A relatively simple re-write was indeed ~400x faster on my machine, but given the original problem is pretty large, and it’s a fairly short, easily describable problem of the type that many around here love I thought I’d see what Discourse thinks.

The problem is this:

There are P options, p of which can be selected by an individual, for a total of Q = \binom{P}{p} possible selections. We are given n<Q actual selections which have been made, and are looking to answer the question: for each q \in Q, what is the number of actual selections n_i which matches i = 0, 1, ..., p choices in q?

Here’s an example problem and my current implementation:

Problem setup:

```
using Chairmarks, Combinatorics, StaticArrays, StatsBase
P = 22 # Number of options
p = 5 # Number of selected options
Q = binomial(P, p) # Number of possible selections
all_selections_iterator = multiset_combinations(1:P, p) # Iterator over all combinations
# Dummy data for actual selections - assume ~1/4 are actually picked
actual_selections = unique([sort(sample(1:P, p, replace = false)) for _ ∈ 1:round(Int, Q ÷ 5)])
n = length(actual_selections)
```

My solution is to define a binary matrix D which has one row for each actual selection n and P columns, with each column holding a one in a row in which that particular option is chosen for a given selection (row). This is:

```
D = zeros(Int32, n, P)
for (i, c) ∈ pairs(actual_selections)
D[i, c] .= Int32(1)
end
```

Then the function which performs the actual work is this:

```
function all_matches(D, all_selections)
out = zeros(eltype(first(all_selections)), length(all_selections), length(first(all_selections))+1)
i = 0
@inbounds for combination ∈ all_selections
i += 1
for j ∈ 1:size(D, 1)
hits = zero(eltype(out))
for digit ∈ combination
hits += D[j, digit]
end
out[i, hits+1] += one(eltype(out))
end
end
out
end
```

which I think is pretty self explanatory: allocate a matrix `out`

of zeros of size (n \times p), then iterate through each possible selection q \in Q and for each q go through each actual selection n and increment the j-th column of `out`

by one if there are 0\leq j \leq p matching digits in the pair (n,q).

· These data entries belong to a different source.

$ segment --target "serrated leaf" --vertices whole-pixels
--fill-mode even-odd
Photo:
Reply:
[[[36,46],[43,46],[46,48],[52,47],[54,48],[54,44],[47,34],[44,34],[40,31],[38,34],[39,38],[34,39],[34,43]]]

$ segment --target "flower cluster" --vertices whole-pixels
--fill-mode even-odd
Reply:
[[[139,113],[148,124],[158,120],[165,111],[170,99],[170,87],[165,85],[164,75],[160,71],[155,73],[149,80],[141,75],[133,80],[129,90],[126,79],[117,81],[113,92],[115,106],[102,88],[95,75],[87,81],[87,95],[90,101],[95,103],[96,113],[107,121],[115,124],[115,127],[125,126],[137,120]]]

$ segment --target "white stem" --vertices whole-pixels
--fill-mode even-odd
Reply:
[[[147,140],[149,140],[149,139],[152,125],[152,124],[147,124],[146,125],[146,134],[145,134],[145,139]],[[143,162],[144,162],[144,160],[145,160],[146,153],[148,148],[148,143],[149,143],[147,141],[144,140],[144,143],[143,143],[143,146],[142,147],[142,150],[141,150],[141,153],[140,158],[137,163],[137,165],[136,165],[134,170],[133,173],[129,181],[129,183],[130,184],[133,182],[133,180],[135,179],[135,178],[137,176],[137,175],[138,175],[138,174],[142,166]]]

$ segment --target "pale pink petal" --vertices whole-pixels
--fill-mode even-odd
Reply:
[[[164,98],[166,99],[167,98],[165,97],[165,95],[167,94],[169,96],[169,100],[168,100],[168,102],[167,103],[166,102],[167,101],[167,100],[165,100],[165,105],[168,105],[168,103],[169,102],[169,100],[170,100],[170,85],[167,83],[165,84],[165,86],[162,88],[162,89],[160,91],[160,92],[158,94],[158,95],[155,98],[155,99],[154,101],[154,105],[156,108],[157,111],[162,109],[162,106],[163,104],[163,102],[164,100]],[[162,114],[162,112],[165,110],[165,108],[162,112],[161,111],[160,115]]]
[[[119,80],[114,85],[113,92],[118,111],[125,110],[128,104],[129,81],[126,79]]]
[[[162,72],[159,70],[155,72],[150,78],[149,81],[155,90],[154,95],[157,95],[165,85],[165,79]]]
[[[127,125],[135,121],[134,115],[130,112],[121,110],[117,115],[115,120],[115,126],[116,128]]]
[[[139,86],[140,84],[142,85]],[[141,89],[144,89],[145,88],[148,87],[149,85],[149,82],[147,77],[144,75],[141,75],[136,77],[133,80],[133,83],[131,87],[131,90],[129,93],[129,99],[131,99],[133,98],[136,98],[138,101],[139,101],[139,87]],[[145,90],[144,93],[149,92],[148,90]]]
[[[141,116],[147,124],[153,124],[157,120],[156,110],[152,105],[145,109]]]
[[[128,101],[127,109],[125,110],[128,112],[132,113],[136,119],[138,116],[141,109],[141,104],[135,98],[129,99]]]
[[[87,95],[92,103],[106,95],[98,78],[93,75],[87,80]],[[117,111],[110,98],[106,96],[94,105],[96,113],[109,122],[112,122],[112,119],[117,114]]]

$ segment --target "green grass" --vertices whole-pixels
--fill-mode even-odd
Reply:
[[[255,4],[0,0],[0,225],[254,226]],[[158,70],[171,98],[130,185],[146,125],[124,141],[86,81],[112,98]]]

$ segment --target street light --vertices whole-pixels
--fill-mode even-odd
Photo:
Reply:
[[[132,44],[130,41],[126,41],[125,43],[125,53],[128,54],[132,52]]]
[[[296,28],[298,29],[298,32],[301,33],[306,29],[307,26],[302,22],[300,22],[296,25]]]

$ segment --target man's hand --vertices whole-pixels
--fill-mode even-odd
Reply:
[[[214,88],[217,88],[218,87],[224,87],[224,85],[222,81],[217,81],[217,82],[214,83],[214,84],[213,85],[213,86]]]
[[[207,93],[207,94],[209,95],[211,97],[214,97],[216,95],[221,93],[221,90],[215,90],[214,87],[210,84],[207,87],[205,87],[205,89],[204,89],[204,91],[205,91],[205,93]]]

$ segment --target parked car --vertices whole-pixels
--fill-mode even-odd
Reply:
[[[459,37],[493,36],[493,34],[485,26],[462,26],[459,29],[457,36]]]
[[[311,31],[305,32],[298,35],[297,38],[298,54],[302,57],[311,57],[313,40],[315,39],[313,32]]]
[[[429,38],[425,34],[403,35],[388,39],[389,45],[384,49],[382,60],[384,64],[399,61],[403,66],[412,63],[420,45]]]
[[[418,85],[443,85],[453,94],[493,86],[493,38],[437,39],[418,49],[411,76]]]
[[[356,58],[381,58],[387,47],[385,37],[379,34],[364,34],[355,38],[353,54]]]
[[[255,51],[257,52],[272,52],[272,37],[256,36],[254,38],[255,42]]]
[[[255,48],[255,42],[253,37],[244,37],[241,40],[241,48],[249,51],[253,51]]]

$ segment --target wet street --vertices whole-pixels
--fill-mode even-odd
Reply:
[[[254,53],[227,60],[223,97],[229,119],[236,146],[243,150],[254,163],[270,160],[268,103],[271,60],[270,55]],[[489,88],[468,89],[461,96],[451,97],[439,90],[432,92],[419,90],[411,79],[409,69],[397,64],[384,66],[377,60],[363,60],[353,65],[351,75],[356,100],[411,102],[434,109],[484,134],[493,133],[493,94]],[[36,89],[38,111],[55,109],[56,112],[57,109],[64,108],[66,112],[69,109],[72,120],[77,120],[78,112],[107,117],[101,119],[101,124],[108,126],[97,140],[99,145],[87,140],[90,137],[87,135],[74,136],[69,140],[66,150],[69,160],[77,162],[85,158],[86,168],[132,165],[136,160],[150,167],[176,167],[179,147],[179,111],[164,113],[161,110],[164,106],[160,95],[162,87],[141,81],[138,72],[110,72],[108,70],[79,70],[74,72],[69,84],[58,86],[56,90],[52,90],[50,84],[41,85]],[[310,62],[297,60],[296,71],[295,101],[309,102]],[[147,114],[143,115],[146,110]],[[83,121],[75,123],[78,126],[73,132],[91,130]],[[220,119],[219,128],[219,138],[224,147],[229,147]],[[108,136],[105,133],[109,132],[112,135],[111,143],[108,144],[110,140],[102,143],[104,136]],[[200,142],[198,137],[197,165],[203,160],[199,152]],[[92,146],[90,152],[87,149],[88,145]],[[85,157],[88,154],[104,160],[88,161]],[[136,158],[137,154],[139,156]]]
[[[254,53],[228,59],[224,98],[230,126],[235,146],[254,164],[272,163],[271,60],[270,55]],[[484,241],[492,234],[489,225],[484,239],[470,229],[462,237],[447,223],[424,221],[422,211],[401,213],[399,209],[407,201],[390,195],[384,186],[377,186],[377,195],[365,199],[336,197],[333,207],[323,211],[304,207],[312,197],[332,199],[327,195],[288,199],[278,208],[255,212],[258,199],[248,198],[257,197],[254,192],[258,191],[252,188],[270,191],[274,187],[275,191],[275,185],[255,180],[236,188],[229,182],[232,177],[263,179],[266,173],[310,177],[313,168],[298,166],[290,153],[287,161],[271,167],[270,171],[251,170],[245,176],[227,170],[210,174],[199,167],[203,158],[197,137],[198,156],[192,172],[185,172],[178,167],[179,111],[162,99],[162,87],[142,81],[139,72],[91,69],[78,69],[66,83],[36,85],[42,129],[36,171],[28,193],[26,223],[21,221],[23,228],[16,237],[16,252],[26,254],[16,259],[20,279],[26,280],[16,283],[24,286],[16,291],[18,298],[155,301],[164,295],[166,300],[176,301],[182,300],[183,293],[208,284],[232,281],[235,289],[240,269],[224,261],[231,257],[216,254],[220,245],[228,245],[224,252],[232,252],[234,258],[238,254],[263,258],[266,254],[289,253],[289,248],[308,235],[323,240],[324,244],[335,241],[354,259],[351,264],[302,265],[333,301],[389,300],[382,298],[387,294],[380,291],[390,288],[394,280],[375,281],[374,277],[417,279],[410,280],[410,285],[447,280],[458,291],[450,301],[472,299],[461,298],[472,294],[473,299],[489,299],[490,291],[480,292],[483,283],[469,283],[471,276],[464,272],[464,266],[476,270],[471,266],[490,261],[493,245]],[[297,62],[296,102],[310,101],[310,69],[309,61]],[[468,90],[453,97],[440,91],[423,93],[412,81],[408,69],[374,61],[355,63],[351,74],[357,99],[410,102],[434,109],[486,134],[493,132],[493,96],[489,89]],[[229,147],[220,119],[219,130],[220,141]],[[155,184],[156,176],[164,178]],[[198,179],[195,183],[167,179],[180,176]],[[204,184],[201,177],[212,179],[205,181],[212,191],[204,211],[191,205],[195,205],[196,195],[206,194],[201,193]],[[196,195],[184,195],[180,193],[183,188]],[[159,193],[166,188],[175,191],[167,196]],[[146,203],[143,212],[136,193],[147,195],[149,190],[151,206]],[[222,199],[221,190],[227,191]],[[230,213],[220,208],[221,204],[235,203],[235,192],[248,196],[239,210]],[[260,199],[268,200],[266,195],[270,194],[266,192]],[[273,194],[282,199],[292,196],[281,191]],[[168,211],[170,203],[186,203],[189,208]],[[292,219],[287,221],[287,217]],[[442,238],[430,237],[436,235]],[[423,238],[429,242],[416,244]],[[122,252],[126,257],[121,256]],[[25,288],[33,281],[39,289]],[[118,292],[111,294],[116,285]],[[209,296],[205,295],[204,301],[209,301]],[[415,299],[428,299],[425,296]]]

I’ve played around a bit with this and found that to my dismay using the `Combinatorics`

iterator is prohibitively slow (addings millions of allocations and a c. 100x runtime hit). The fastest I’ve come up with is to collect the iterator into a vector of `SVector`

s and run:

```
as_sv32 = [SVector{5}(Int32.(x)) for x ∈ collect(all_selections_iterator)]
@b all_matches($D, $as_sv32)
# 441.267 ms (2 allocs: 617.297 KiB, without a warmup)
```

which again isn’t too shabby and about a 400x speedup over the existing code, but still not quite enough to run it comfortably for larger problem sizes (in reality we can have P up to 60 and p up to 10).

This strikes me as the kind of problem where one might make headway with a number of different approaches (multithreading, things like LoopVectorization, low-level optimizations which I don’t know anything about) but I’m not sure what the most promising avenue for further optimization is - any ideas appreciated!